Wednesday,  March 5, 2014 • Vol. 16--No. 232 • 11 of 40

Legislative Update by Rep. Susan Wismer

We've now completed the seventh week of work in Pierre.   We passed "cross-over" on Feb. 25th, and now will focus on Senate Bills, just as the Senate will take up the bills which have passed the House. When bills are passed by the other body, but with changes that may not be accepted by the other legislative body, they must end up in a conference committee to iron out the differences.
• The last couple weeks of each Session have a lot of moving parts as the Appropriations Committee gets the final revenue numbers, adjusts the budget accordingly, and figures in the cost of any new legislation which passes which impacts the General Fund.  We have passed several bills this week dealing with higher education

projects, including a new football stadium and swine unit at SDSU, remodeling the Madison city hospital to serve as a new classroom building at Dakota State, adding science lab space at BHSU to work with the Deep Underground Science space at Lead,  and expanding the addition of the Johnson Fine Arts Center at Northern.  None of these projects use a dime of tax money.  Private fundraising or student fees, in the case of classroom facilities, are paying for all of the projects.
• Our Caucus views Medicaid Expansion as the single most important decision made this session.

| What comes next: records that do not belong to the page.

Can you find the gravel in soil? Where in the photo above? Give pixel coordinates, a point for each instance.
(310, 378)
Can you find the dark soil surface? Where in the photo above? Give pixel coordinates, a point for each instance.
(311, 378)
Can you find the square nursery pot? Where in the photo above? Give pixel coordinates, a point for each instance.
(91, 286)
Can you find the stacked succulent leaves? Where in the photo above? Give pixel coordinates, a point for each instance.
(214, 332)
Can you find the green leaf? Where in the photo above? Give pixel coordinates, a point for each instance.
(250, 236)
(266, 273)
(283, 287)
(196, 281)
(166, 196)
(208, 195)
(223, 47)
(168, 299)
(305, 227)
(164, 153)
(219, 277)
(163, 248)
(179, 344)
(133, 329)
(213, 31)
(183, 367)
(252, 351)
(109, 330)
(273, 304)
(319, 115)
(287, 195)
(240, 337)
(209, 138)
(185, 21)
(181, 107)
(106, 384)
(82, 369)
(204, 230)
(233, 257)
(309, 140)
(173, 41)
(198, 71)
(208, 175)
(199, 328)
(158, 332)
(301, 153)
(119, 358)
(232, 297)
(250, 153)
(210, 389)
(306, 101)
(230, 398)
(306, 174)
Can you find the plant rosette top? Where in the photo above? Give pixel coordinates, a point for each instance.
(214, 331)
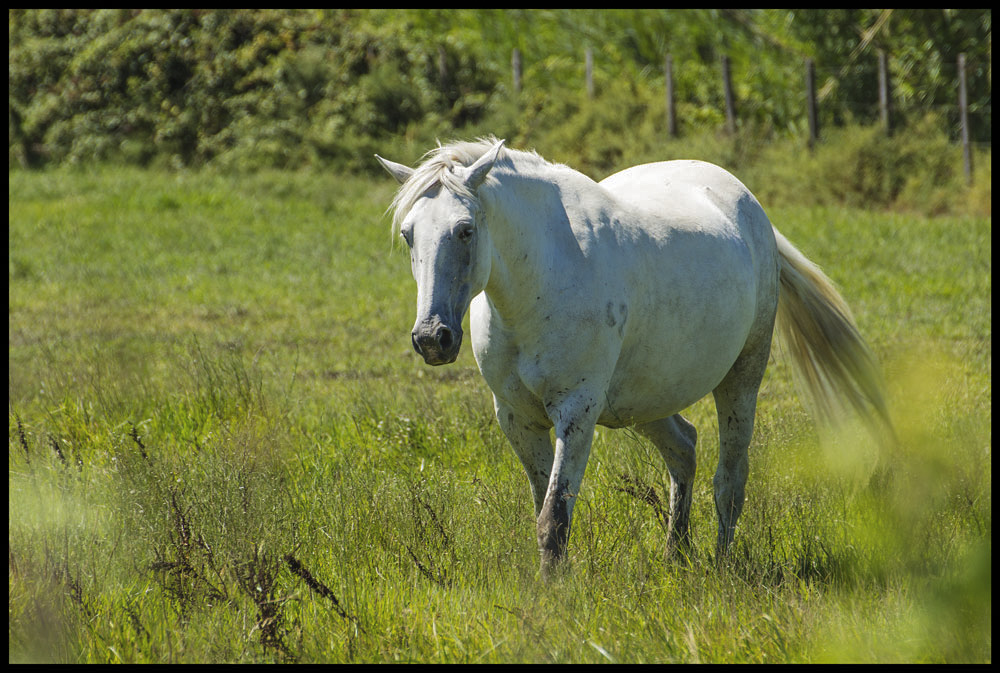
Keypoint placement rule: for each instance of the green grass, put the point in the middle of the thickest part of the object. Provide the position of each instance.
(222, 448)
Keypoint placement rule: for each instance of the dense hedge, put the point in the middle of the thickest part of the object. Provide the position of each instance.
(241, 87)
(327, 88)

Democratic leadership is in continual communication with the federal offices of Health and Human Services and is working cooperatively to get something done-hopefully still this session.

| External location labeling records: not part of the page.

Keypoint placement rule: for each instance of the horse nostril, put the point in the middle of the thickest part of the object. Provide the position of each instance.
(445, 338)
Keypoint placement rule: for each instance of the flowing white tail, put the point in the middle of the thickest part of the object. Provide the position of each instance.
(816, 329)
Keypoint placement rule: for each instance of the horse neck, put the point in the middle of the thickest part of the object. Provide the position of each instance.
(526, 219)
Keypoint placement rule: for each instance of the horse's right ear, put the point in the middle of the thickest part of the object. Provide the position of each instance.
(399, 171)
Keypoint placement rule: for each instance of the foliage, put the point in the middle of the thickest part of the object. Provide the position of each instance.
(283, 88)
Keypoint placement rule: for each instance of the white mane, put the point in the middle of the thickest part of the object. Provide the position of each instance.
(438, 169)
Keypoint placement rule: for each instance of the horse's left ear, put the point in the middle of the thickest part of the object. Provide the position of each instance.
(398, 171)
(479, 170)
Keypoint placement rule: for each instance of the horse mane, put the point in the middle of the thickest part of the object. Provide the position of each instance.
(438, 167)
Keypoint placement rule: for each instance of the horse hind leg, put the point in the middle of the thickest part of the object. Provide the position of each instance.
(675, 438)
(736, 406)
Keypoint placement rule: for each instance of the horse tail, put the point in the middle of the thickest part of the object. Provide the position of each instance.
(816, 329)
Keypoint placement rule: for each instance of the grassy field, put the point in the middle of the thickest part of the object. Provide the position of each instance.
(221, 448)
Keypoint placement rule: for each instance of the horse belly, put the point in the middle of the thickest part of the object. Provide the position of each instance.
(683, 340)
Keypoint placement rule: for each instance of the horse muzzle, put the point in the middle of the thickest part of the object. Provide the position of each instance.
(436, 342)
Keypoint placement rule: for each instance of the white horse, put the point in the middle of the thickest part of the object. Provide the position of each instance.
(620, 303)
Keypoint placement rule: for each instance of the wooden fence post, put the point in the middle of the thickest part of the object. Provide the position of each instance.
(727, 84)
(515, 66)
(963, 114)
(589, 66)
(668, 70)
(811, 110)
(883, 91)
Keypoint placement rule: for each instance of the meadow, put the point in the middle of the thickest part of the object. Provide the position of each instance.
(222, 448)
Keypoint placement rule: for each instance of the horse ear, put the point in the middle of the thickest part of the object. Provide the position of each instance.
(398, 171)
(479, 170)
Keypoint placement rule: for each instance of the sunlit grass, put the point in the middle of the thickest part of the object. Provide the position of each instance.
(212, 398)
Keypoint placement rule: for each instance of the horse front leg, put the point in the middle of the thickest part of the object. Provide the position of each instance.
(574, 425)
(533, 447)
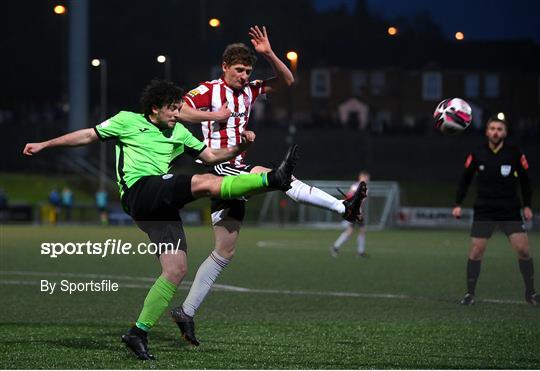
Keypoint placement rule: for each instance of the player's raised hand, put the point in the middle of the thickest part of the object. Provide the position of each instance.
(32, 148)
(527, 213)
(259, 39)
(248, 137)
(456, 212)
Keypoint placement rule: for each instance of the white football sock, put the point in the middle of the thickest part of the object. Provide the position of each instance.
(343, 237)
(305, 194)
(361, 244)
(204, 279)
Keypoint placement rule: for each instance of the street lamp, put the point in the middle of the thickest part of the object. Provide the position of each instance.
(102, 64)
(166, 60)
(292, 56)
(59, 9)
(214, 22)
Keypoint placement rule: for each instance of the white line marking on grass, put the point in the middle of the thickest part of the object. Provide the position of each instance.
(218, 287)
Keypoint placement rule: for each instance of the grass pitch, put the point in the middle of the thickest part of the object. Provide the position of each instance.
(282, 303)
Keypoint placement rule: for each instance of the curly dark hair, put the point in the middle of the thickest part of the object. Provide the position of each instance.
(160, 93)
(495, 118)
(239, 53)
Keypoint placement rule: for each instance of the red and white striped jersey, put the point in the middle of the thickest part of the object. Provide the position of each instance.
(210, 96)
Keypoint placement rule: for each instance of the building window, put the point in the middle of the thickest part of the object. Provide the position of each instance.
(216, 72)
(472, 85)
(320, 83)
(358, 83)
(491, 85)
(377, 82)
(431, 86)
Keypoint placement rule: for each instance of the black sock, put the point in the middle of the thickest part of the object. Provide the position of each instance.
(137, 331)
(271, 178)
(473, 271)
(526, 268)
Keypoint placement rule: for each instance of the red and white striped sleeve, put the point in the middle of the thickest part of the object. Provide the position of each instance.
(257, 88)
(200, 97)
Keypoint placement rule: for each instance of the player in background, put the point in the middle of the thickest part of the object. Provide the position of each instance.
(239, 93)
(146, 144)
(498, 167)
(363, 176)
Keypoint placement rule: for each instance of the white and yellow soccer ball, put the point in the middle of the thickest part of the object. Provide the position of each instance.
(452, 116)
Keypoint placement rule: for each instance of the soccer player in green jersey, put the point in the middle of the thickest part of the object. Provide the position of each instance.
(145, 146)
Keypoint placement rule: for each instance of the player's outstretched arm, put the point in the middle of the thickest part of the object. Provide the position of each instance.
(212, 156)
(192, 115)
(261, 43)
(76, 138)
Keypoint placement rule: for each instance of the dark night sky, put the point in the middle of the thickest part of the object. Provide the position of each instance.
(478, 19)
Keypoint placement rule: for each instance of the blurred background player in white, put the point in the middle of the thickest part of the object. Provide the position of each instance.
(234, 91)
(363, 176)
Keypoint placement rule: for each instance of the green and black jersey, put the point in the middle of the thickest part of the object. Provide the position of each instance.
(142, 148)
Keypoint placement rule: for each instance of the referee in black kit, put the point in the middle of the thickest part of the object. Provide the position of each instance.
(498, 167)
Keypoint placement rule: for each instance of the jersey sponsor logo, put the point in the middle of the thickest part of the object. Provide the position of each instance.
(104, 124)
(468, 161)
(199, 90)
(524, 162)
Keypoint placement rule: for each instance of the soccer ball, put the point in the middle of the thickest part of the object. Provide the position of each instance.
(452, 116)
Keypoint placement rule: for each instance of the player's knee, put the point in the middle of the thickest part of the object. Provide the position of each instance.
(227, 251)
(205, 184)
(259, 169)
(523, 252)
(175, 274)
(477, 251)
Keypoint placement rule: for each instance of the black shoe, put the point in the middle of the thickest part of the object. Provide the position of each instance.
(138, 345)
(281, 177)
(468, 299)
(185, 324)
(353, 205)
(533, 299)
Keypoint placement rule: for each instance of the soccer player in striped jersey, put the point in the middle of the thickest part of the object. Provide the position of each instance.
(239, 93)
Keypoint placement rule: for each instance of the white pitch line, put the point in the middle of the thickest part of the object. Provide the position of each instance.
(218, 287)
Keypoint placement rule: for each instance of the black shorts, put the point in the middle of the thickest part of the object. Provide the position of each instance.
(235, 209)
(487, 218)
(154, 202)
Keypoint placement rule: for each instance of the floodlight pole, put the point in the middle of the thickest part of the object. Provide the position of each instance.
(103, 117)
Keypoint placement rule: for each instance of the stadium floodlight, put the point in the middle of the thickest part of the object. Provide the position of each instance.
(102, 64)
(214, 22)
(166, 61)
(59, 9)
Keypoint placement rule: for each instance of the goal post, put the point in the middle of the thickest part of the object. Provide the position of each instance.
(379, 211)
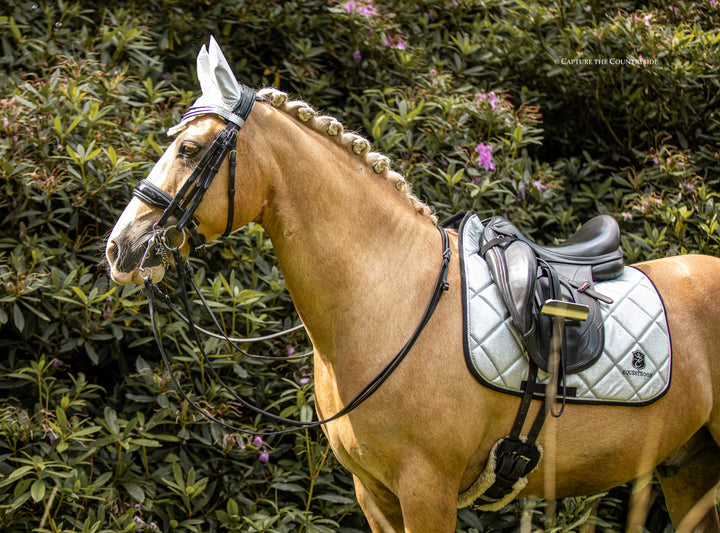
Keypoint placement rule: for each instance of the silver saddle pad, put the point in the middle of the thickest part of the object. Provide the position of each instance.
(634, 368)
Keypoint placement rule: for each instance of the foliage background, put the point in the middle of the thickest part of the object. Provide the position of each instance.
(546, 113)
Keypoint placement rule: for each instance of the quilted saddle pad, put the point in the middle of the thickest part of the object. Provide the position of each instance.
(634, 368)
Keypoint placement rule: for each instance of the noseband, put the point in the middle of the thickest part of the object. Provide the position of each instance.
(183, 205)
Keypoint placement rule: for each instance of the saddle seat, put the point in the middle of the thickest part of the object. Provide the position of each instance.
(596, 243)
(528, 275)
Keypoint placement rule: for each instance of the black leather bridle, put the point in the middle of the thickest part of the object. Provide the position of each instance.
(183, 205)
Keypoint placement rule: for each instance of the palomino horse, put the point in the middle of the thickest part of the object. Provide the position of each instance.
(360, 255)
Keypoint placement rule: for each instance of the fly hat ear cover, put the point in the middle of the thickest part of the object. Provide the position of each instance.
(221, 92)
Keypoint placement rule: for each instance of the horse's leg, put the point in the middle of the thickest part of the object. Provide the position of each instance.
(428, 499)
(381, 508)
(689, 480)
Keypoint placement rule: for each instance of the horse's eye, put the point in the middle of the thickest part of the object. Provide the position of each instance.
(189, 149)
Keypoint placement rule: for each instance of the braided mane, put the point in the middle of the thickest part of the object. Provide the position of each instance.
(354, 143)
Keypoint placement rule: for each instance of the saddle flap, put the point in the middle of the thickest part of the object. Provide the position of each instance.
(513, 267)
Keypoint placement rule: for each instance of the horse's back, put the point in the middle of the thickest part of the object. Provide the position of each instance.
(690, 289)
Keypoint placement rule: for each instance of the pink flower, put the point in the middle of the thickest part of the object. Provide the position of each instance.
(539, 185)
(490, 98)
(485, 158)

• States have been trying to find ways to provide health care coverage to low-income adults for decades and they've largely failed. There are an estimated 48,000 South Dakotans in that category. They are mostly single adults working in low-wage jobs that don't provide insurance. A recent study released by the
New England Journal of Medicine said that 94 lives in South Dakota would be saved each year from Medicaid Expansion.

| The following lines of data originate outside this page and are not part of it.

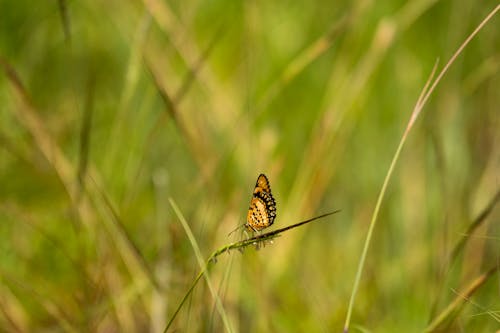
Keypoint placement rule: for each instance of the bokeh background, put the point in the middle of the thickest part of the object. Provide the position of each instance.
(108, 109)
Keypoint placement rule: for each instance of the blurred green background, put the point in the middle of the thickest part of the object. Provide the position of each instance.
(110, 108)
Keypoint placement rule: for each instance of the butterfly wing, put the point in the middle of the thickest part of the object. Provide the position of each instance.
(262, 211)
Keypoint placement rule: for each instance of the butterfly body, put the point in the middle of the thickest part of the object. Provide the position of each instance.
(262, 211)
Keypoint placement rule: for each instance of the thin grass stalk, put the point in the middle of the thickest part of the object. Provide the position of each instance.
(454, 306)
(240, 245)
(424, 96)
(203, 266)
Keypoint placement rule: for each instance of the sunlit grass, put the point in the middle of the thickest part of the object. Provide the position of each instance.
(109, 109)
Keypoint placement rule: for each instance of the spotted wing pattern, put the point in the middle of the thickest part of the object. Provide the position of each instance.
(262, 211)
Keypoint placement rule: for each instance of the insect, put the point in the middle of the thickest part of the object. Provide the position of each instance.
(262, 211)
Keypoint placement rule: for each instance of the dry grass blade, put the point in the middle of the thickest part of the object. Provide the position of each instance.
(424, 96)
(226, 248)
(203, 272)
(446, 316)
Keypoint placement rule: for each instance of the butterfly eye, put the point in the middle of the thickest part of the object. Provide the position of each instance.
(262, 211)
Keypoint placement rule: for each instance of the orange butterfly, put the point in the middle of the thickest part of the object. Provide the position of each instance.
(262, 211)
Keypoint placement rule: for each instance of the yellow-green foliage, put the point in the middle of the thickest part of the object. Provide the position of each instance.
(132, 132)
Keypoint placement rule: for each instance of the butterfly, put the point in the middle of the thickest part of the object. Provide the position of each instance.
(262, 211)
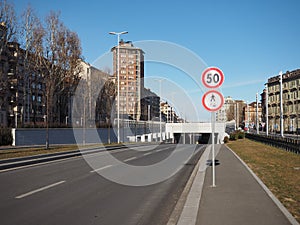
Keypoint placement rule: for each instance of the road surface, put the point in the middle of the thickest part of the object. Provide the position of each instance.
(71, 192)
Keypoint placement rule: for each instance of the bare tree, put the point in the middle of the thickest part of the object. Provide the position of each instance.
(8, 17)
(29, 24)
(9, 33)
(57, 54)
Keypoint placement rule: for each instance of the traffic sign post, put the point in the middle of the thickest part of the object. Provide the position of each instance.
(212, 101)
(212, 77)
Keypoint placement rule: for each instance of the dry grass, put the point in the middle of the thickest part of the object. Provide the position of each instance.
(278, 169)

• Perhaps it's not a problem for the uninsured; that is
until they have a health problem. Even then, they usually get medical care. But it's not always done in an efficient way. Too often, they show up in expensive emergency rooms. Or they wait to see a doctor until a small problem becomes a big deal.
• The cost is usually absorbed by the clinics and hospitals. But they have to charge the rest of us more to cover the charity care. One study suggested that we all pay $1,000 more a year just in premiums to cover the uninsured. We also pay higher taxes because some of the costs are born by county governments.
• And it costs us in other ways. If an uninsured worker doesn't get health care, he or she sometimes becomes less productive at work. And they are always just a broken arm or leg away from bankruptcy.